Mutation of the E2F-2 Element Alters the Developmental Regulation and TGMV Activation of the N. benthamiana PCNA Promoter. (A) Electrophoretic mobility shift assays with ³²P-labeled E2F-2 DNA alone (lane 1) or incubated with N. benthamiana nuclear protein extract (lanes 2 to 11). Lane 2 had no added competitor DNA. Lanes 3 to 5 contained unlabeled E2F-2 DNA (wt). Lanes 6 to 8 contained unlabeled mutant E2F-2 DNA (mt). Lanes 9 to 11 contained a random control DNA (c). Competitor DNAs were used at 10-, 100-, or 250-fold molar excess relative to probe, as indicated by the triangles at the top of the gel. The shifted product corresponding to the specific E2F-2/protein complex is marked by the arrow. (B) The ratios of Luc activities in young versus mature leaves of N. benthamiana lines (left) carrying the mutant E2F-2 −633 PCNA:luc construct are shown. The dotted line (mt) corresponds to the mean ratio for plants transformed with the mutant construct, whereas the solid line (wt) correlates with the mean ratio for plants transformed with the wild-type −633 PCNA:luc construct (Figure 3B).
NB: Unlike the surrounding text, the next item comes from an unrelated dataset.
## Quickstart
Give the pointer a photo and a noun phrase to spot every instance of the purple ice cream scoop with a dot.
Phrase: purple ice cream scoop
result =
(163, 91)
The error bars indicate two standard errors. (C) Soluble protein extracts from N. benthamiana lines carrying the mutant E2F-2 −633 PCNA:luc construct were assayed for Luc activity and compared with lines carrying the wild-type −633 PCNA:luc construct shown in Figure 3B. The Luc-specific activity values from young (y) and mature (m) leaves of the mutant (mt) and wild-type (wt) constructs are compared in the scattergram. The eight independent lines given in (B) are shown for each treatment. The symbols indicate different lines. (D) P values of t test comparisons of the data shown in (C). Statistically significant values (P < 0.05) are shown in boldface type. (E) Developmental regulation of the mutant E2F-2 PCNA promoter in untreated, mock-inoculated, and infected plants (14 days after inoculation). Soluble protein extracts from individual leaves of untreated (crosses), mock-inoculated (open circles), and infected (closed circles) mt-16 (left) and mt-35 (right) plants carrying the mutant E2F-2 −633 PCNA:luc transgene were assayed for Luc activity. Each point represents the average of two plants. (Note the different scales relative to Figure 5C.) A gradual decrease in PCNA activity with leaf number and little effect of TGMV infection also were seen for line mt-29 (our unpublished data).